Primary deviance refers to norm violations that provoke limited reaction and has little effect on individual's self-esteem. For instance, an adolescent who smokes is considered deviant by a larger society, but it has little effect on him or her if he or she smokes in the presence of peers who are also smokers. Primary deviance is usually a temporary period, often leading to secondary deviance.

Secondary deviance refers to acts that provoke condemnation or widespread disapproval, and "alters the individual's self-concept, and affects the performance of his/her social roles" (Adler & Adler, 2012, p. 285). If the aforementioned adolescent moves to a school where his/her peers do not smoke and disapprove of his/her smoking habit, the adolescent then internalizes the identity of a deviant behavior and perhaps goes into a seclusion and smokes even more as a responsive mechanism.

Question 3 Answer 3

As Robert Jenkot explains, methamphetamine producing groups are characterized by vertical hierarchy and are highly organized. They are generally divided into five hierarchical groups: Cooks at the top, followed by Gas Men/Juicers whose task is to get anhydrous ammonia, Shoppers who buy other required materials and get what the Cooks desire, Dope Hoes who are slightly above simple users and are there "to get laid" for meth or serve the sexual wishes of Cooks, and simple users who are there just to use meth but do nothing to help the production process.

These groups are highly organized and hierarchical because every activity and rank is related to production.

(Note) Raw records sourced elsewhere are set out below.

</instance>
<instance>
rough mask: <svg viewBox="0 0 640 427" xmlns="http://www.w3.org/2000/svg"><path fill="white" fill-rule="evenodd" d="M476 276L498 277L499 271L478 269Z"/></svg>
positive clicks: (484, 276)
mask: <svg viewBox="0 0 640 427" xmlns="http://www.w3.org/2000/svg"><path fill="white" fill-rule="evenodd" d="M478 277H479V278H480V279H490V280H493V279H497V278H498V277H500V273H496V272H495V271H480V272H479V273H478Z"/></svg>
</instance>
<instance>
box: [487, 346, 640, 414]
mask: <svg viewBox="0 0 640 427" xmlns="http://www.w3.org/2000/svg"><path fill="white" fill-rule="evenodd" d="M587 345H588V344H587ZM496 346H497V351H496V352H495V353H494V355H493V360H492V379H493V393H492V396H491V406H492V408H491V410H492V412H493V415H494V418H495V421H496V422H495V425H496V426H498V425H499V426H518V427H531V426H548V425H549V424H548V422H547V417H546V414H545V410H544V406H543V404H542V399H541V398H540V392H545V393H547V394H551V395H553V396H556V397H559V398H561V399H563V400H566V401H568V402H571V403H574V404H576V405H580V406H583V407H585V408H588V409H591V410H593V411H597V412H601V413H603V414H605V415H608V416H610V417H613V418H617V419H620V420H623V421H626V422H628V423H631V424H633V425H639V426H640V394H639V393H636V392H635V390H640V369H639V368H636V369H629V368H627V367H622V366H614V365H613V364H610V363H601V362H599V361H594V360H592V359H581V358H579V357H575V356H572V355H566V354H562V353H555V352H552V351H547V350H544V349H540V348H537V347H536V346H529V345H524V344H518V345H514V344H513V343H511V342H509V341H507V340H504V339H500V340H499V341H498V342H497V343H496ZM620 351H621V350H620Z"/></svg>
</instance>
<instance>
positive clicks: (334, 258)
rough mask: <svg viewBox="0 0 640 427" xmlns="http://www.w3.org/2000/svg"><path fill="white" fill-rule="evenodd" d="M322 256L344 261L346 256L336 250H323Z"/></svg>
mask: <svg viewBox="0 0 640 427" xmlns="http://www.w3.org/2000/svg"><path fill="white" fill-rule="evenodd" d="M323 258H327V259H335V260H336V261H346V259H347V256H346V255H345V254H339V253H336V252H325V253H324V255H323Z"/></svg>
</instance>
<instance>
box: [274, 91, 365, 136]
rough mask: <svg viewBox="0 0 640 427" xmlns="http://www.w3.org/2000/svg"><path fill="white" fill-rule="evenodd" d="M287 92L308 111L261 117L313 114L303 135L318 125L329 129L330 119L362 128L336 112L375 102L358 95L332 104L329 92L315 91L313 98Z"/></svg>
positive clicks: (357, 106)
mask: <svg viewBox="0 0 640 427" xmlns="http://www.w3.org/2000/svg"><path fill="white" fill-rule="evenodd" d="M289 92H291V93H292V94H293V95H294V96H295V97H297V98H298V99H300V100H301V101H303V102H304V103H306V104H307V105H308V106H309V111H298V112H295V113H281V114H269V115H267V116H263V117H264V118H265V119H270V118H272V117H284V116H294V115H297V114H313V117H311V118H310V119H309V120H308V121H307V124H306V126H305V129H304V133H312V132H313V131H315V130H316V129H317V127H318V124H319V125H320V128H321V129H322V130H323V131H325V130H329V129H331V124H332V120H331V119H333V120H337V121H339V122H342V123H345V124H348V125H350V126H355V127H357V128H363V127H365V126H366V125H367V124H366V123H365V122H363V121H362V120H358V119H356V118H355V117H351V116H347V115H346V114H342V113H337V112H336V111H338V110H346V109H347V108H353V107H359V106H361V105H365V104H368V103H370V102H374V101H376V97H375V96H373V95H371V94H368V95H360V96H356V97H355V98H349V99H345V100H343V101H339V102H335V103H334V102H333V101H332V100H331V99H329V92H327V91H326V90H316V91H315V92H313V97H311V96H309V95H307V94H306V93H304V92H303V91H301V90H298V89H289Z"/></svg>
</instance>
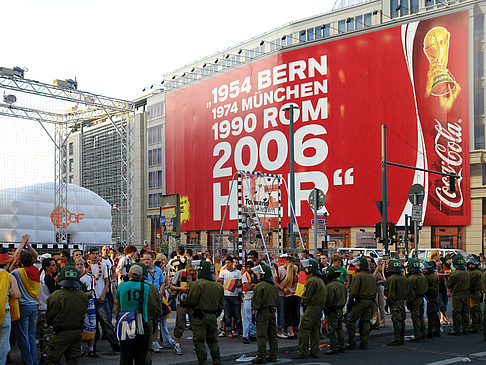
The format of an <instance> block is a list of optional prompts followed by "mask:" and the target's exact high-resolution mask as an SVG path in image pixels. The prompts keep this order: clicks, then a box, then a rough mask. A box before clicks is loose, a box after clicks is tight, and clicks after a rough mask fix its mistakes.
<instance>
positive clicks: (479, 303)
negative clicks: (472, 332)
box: [468, 260, 481, 333]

Jenkot explains: "Status within these groups is related to the activity regarding the methamphetamine production process. The greater the involvement and/or risk with the production process, the higher the status" (Adler & Adler, 2012, pp. 416-7). If cocaine and other drugs are produced with chemicals imported from South America, methamphetamine is solely home-grown, which increases the importance of production and involvement in it. These groups therefore differ from others.